2. Mengetahui apa saja cakupan hukum internasional.
Bab II
Pembahasan
A. Penjelasan Hukum Internasional
1.
Istilah dan
Pengertian Hukum Internasional
Secara terminologis, penggunaan istilah hukum
internasional mengalami fase yang panjang sampai istilah ini digunakan dan
disepakati oleh para ahli. Hal ini menunjukkan bahwa kelahiran hukum
internasional merupakan ilmu tua yang sampai saat ini berlaku dan digunakan.
Istilah international law atau hukum internasional publik (public
international law) merupakan istilah yang lebih populer digunakan saat ini
daripada istilah hukum bangsa-bangsa (law of nations) atau hukum antar
negara (interstate law).
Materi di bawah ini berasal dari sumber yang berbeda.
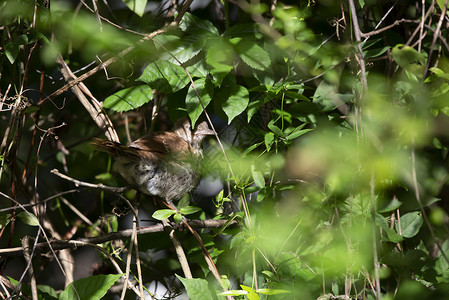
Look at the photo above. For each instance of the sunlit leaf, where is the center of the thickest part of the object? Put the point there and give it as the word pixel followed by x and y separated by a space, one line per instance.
pixel 129 98
pixel 163 214
pixel 197 288
pixel 90 288
pixel 165 76
pixel 137 6
pixel 205 90
pixel 410 224
pixel 232 98
pixel 28 218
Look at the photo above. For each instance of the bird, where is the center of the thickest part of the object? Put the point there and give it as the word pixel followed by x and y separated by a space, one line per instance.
pixel 163 164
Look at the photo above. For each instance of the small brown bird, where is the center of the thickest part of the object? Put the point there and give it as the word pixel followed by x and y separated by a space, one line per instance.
pixel 163 164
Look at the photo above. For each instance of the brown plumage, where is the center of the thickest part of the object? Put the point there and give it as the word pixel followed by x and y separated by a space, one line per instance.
pixel 163 164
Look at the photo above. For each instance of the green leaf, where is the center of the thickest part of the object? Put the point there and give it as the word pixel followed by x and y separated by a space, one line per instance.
pixel 392 236
pixel 28 218
pixel 165 76
pixel 91 288
pixel 197 26
pixel 392 205
pixel 4 220
pixel 188 210
pixel 163 214
pixel 251 148
pixel 251 53
pixel 274 128
pixel 269 139
pixel 259 180
pixel 47 290
pixel 12 50
pixel 297 133
pixel 232 98
pixel 206 91
pixel 178 218
pixel 129 98
pixel 271 291
pixel 197 288
pixel 137 6
pixel 410 224
pixel 220 57
pixel 440 73
pixel 234 293
pixel 441 264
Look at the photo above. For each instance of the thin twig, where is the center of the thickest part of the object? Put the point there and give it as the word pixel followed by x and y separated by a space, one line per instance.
pixel 435 36
pixel 99 186
pixel 178 249
pixel 118 235
pixel 26 251
pixel 374 239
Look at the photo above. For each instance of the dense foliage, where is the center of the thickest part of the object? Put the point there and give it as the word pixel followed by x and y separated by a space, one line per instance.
pixel 327 177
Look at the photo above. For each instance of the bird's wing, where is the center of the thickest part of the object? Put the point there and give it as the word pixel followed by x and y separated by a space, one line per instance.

Dua istilah terakhir ini tidak digunakan lagi karena
tidak sesuai dengan kebutuhan dan dinamika zaman.[1]
Beberapa uraian ditetapkannya istilah hukum internasioanl dan bukan hukum
bangsa-bangsa, hukum antar bangsa atau hukum antarnegara terutama didasarkan
pertimbangan bahwa istilah ini paling endekati kenyataan dan sifat hubungan dan
masalah yang menjadi objek bidang hukum ini. Istilah hukum internasional
tidak mengandung keberatan, karena perkataan internasional walaupun menurut
asal katanya searti dengan antarbangsa sedah lazim dipakai orang untuk segala hal
atau peristiwa yang melintasi batas wilayah suatu negara.
Beberapa pembedaan dalam penggunaan istilah
tersebut:
· Hukum bangsa-bangsa akan dipergunakan untuk
menunjukkan pada kebiasaan dan aturah (hukum) yang berlaku dalam hubungan
antara raja-raja zaman dahulu, ketika hubungan denikian baik karena jarangnya
maupun karen asifat hubungannya, belum dapat dikatakan merupakan hubungan antar
anggota antar suatu masyarakat bangsa-bangsa.
· Hukum antarbangsa atau hukum antarnegara akan
dipergunakan untuk merujuk pada kompleks pada kaidah dan asas yang mengatur
hubungan antara anggota masyarakat bangsa-bangsa atau negara-negara.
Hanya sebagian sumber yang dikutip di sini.